At the beginning of the 1990’s, the social democratic approach of “the planned market economy” (the platform of the CC of the CPSU at the 28th Congress) was speedily abandoned in favour of the position of the “regulated market economy” and this was further replaced by the “free market economy”.
20. The direction that became dominant should not be judged today only from a theoretical perspective, but also by its practical results. After two decades of the application of these reforms, the problems had clearly sharpened. Stagnation reared its head for the first time in the history of socialist construction. Technological backwardness continued to be a reality for the large majority of enterprises. Shortages appeared in many consumer products, as well as other problems in the “market”, because enterprises were causing an artificial rise in prices, by hoarding commodities in warehouses or by supplying them in controlled quantities.
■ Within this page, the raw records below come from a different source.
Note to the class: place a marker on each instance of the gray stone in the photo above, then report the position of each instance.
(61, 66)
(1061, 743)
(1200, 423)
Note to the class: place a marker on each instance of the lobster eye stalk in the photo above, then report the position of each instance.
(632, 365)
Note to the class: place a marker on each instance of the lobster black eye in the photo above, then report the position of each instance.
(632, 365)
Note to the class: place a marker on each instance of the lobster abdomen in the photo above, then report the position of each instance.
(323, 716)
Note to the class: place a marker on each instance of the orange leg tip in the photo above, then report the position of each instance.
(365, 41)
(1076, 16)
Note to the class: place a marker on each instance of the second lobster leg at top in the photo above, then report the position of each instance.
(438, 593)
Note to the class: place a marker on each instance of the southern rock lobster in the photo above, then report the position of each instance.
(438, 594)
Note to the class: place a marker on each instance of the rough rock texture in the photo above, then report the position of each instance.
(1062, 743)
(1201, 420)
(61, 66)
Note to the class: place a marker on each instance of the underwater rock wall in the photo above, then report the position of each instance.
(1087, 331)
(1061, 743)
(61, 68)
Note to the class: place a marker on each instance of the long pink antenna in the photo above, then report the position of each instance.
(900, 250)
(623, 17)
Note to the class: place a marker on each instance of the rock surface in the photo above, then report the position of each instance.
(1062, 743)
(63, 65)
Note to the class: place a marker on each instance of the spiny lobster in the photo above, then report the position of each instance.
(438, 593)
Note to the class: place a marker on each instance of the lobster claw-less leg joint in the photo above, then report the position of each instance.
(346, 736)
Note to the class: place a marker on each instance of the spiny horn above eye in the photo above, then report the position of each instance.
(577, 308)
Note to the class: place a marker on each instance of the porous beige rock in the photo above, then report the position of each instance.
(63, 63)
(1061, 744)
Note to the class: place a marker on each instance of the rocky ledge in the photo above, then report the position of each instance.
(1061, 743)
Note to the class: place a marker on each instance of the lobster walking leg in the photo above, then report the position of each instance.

An important index of the retreat of the Soviet economy during the 1970’s was the decline in the USSR’s share in the world production of industrial raw materials and in manufacturing.
The ever increasing involvement of market elements in the directly social production of socialism was weakening it. It led to a decline in the dynamics of socialist development. The short-term individual and group interests (with an increase in income differentiation among the workers in each enterprise, between the workers and the managerial apparat, between different enterprises) were strengthened vis-a-vis the overall interests of society. As time passed, the social conditions were created for the counterrevolution to flourish and to finally prevail using perestroika as its vehicle.
Through these reforms the possibility was created for monetary amounts which had been accumulated, primarily through illegal means (smuggling, etc), to be invested in the “black” (illegal) market. These opportunities concerned primarily officials in the management layers of enterprises and sectors, the cadre of the kolkhozes and of foreign trade. Data regarding the so-called “Para-economy” (parallel economy) were also provided by the Procurator General of the USSR. According to these statistics, a significant proportion of the cooperative or state agricultural production was also channelled to the consumers by illegal means.
The income differentiation among the individual agricultural producers, the kolkhozniks, widened, as well as their opposition to the tendency to strengthen the directly social character of agricultural production. A portion of the peasants and of the managerial cadre of the kolkhozes who were getting rich was strengthened as a social layer hampering socialist construction. The social differentiation in industry was even more pronounced through the concentration of “enterprise profits”. The so-called “shadow capital”, the result not only of enrichment through enterprise profits, but also of the black market, of criminal acts of embezzlement of the social product, sought its legal functioning as capital in production, i.e. the privatisation of the means of production, the restoration of capitalism. The owners of this capital constituted the driving social force of the counterrevolution. They utilised their position in the state and party mechanisms.They found support in sectors of the population which were more vulnerable, due to their objective position, to the influence of bourgeois ideology and to wavering, e.g. a significant part of the intelligentsia, sections of the youth, such as the university students [35]. These forces, directly or indirectly, influenced the Party, strengthening its opportunist erosion and its counterrevolutionary degeneration, which was expressed through the policies of “perestroika” and sought the institutional consolidation of capitalist relations. This was achieved after perestroika, with the overthrow of socialism.